Alexia Gaudeul , Laurence Mathieu and Chiara Peroni (University of East Anglia – School of Economics , University of East Anglia – Centre for Competition Policy and University of East Anglia) have posted Blogs and the Economics of Reciprocal Attention on SSRN.  Here is the abstract:

Blogs differ from other media in that authors are usually not remunerated and inscribe themselves in communities of similarly minded individuals. Bloggers value reciprocal attention, interaction with other bloggers and information from reading other blogs; they value being read but also writing itself, irrespective of an audience. A novel dataset from a major blogging community, Livejournal, is used to verify predictions from a model of social networking.
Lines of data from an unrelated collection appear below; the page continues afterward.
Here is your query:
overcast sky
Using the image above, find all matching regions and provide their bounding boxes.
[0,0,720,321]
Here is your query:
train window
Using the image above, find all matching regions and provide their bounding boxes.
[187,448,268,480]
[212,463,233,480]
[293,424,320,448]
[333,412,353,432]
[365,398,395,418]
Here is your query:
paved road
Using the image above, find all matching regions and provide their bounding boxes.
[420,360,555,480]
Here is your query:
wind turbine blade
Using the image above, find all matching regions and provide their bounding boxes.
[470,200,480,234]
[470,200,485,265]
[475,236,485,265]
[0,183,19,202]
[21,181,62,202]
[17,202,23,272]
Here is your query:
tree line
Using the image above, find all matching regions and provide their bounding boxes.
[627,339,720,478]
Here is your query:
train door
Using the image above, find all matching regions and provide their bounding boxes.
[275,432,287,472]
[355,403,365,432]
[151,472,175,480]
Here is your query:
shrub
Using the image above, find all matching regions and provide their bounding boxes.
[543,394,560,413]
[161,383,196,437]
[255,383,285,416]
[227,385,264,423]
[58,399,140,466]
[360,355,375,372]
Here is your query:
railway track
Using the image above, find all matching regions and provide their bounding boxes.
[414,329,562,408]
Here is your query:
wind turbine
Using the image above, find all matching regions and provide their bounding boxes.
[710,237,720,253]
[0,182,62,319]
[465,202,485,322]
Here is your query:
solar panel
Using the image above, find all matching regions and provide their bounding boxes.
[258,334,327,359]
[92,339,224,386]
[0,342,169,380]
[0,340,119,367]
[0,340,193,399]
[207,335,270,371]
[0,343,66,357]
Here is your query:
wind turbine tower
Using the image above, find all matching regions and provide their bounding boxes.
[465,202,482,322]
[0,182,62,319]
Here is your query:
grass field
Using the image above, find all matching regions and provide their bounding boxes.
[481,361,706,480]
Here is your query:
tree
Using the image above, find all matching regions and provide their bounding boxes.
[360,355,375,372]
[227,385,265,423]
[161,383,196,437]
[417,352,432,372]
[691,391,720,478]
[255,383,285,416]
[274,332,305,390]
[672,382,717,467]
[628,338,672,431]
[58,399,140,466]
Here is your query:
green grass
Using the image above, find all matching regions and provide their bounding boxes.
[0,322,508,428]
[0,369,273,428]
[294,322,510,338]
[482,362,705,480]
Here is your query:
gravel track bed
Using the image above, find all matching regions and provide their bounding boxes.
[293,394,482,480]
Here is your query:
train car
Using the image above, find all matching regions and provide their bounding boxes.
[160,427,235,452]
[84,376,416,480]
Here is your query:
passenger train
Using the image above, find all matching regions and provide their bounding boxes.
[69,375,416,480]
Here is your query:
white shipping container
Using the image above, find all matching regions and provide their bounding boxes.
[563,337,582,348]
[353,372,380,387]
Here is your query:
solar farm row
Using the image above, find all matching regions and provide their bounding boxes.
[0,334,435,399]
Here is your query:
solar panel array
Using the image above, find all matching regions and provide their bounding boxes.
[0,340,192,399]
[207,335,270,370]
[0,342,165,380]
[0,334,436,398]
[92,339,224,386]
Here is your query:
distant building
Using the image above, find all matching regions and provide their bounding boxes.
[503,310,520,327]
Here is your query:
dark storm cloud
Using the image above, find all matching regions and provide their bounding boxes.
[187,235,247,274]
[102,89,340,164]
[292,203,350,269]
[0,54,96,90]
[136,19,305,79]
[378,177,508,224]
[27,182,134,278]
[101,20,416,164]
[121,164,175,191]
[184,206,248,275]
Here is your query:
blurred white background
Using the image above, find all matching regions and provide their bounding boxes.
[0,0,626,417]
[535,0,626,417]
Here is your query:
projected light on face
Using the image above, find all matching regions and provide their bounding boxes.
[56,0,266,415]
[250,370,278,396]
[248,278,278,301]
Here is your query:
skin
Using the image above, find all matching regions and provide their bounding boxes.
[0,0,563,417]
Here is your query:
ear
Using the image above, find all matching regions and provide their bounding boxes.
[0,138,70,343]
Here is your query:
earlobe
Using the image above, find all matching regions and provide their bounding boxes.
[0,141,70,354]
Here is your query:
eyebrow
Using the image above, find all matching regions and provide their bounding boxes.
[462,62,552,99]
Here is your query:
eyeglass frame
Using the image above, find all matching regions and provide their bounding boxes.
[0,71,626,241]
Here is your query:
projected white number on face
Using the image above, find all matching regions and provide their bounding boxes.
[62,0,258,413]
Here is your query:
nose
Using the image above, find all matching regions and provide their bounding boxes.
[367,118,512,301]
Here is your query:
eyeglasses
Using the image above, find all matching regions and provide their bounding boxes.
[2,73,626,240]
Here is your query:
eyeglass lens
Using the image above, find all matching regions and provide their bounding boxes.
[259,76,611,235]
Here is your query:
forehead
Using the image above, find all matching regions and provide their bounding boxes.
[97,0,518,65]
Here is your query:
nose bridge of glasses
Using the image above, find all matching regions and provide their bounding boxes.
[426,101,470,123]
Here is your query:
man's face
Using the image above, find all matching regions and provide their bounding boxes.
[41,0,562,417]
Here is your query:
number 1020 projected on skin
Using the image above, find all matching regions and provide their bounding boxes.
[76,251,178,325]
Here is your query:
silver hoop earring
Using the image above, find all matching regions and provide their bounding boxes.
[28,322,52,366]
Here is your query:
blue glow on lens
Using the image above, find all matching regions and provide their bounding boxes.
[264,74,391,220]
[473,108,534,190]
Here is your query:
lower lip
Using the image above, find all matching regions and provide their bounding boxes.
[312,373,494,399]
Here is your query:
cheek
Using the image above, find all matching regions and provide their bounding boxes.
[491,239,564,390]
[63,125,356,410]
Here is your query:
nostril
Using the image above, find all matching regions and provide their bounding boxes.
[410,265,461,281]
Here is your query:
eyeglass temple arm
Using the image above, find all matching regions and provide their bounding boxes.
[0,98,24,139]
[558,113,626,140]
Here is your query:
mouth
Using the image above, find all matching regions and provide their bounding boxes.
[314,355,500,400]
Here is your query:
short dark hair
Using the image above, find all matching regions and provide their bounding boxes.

Content production and blogging activity are found to be related to the size and degree of asymmetry of the relational networks in which bloggers are inscribed.

From the paper:

  • "Hypothesis 1 Bloggers who display higher levels of content production and general blogging
    activity have a higher number of readers (H1)."
  • "Hypothesis 2 Bloggers with less friends than readers (who are read by more bloggers
    than they read blogs) produce more content than others. Bloggers with more friends than
    readers (who read more blogs than other bloggers read them) have less content than others
    (H2)."

ROFL, but also definitely recommended to those interested in network economics or blogging!